Nichtsdestoweniger verliebte sie sich zuletzt in einen Herrn Chabot, einen kleinen Edelmann aus Burgund. Arm wie eine Kirchenmaus, als ein nachgeborner Sohn, hatte er bei meinem Vater, der ihn zu seinem Hofmarschall gemacht, eine kleine Versorgung gefunden. Das Erträgnis dieser Charge erlaubte ihm kaum, anständig aufzutreten. Sein Wagen, mit dem er bei der Prinzessin von Rohan vorzufahren pflegte, hatte ein wahrhaft klägliches Aussehen. Von seinen persönlichen Eigenschaften ist freilich Besseres zu sagen; sie erwarben ihm die Hochschätzung jedermanns, obgleich er sich nie im Kriege hervorgetan, denn er war bis zu seinem vierundzwanzigsten Jahr im geistlichen Stand erzogen worden.
Dieser Herr von Chabot fühlte wohl, daß er ohne mächtige Protektion nicht zum Ziele gelangen könne, und er hielt sich darum an Ludwig von Bourbon, damaligen Herzog von Enghien, denselben, der später der große Condé genannt wurde. Ich weiß nicht, was den Herzog veranlaßte, diese skandalöse Heirat ins Werk zu setzen, als etwa, weil es eine Sache war, die jedermann für ganz unmöglich hielt. Er brachte auch das Unmögliche wirklich zustande. Die Fürstin, nämlich die Mutter der Prinzessin, hatte für den gesamten Klerus von Paris ein Verbot ausgewirkt, das närrische Paar zu trauen; auf einem elenden Dorf, von einem Kapuziner, der sich von Rom her auf der Durchreise befand, mußte sich die stolze Prinzessin von Rohan mit ihrem Chabot zusammentun lassen.

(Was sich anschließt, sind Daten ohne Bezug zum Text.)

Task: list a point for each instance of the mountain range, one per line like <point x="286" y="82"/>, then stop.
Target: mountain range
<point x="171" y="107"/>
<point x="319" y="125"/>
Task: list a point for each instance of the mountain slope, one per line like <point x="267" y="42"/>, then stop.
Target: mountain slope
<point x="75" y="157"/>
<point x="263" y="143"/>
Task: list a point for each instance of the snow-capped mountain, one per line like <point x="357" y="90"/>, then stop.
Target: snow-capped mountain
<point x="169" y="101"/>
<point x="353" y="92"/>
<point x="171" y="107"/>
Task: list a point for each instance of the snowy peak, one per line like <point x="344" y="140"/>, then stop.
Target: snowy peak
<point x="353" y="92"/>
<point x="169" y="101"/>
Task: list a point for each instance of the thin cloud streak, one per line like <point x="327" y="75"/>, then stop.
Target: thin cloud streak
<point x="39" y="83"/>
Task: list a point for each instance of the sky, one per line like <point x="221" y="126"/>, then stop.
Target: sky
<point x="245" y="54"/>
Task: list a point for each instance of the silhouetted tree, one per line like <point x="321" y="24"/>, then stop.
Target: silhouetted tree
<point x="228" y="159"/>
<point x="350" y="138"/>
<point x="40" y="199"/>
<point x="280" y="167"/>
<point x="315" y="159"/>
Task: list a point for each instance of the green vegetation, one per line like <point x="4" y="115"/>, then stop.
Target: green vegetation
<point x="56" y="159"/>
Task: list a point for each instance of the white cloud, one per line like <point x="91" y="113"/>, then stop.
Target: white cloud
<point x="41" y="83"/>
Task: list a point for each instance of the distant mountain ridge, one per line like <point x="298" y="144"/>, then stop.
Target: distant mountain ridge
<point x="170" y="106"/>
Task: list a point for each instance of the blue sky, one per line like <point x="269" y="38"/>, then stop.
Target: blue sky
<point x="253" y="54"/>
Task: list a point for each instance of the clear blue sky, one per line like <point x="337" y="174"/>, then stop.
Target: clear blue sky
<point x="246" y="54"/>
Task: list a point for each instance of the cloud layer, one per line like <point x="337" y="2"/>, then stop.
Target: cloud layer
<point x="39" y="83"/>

Das Betragen des Herzogs von Enghien in dieser Angelegenheit fand ich, obwohl noch halb ein Kind, ganz unbegreiflich. Ja, so abscheulich fand ich es, daß ich auf Jahre hinaus nie wieder das Wort an ihn richtete.
Mein Haß gegen ihn war ganz instinktiv, denn seine großen Verdienste habe ich zu jeder Zeit bereitwillig anerkannt. Daß ich aber einmal seine Bundesgenossin und sein Kriegskamerad würde, hätte ich mir damals nicht träumen lassen.
* * *
Am 14. Mai 1643 starb mein Onkel, König Ludwig XIII., und damit wurde Anna von Österreich – der junge König war erst fünf Jahre – zunächst die Herrin über die Geschicke Frankreichs. Sie löste den Regentschaftsrat auf und führte zusammen mit dem Sizilianer Mazarin, den der allgewaltige Richelieu selber zu seinem Nachfolger bestimmt hatte, uneingeschränkt die Regentschaft. Ich lebte zunächst mit beiden im besten Einverständnis. Die Regentin und Königin-Mutter erzeigte mir alle Liebe und mehr als einmal ließ sie nicht undeutlich durchblicken, wie sie nichts so sehr wünsche, als daß ich einst ihre Schwiegertochter und Königin von Frankreich werden möchte.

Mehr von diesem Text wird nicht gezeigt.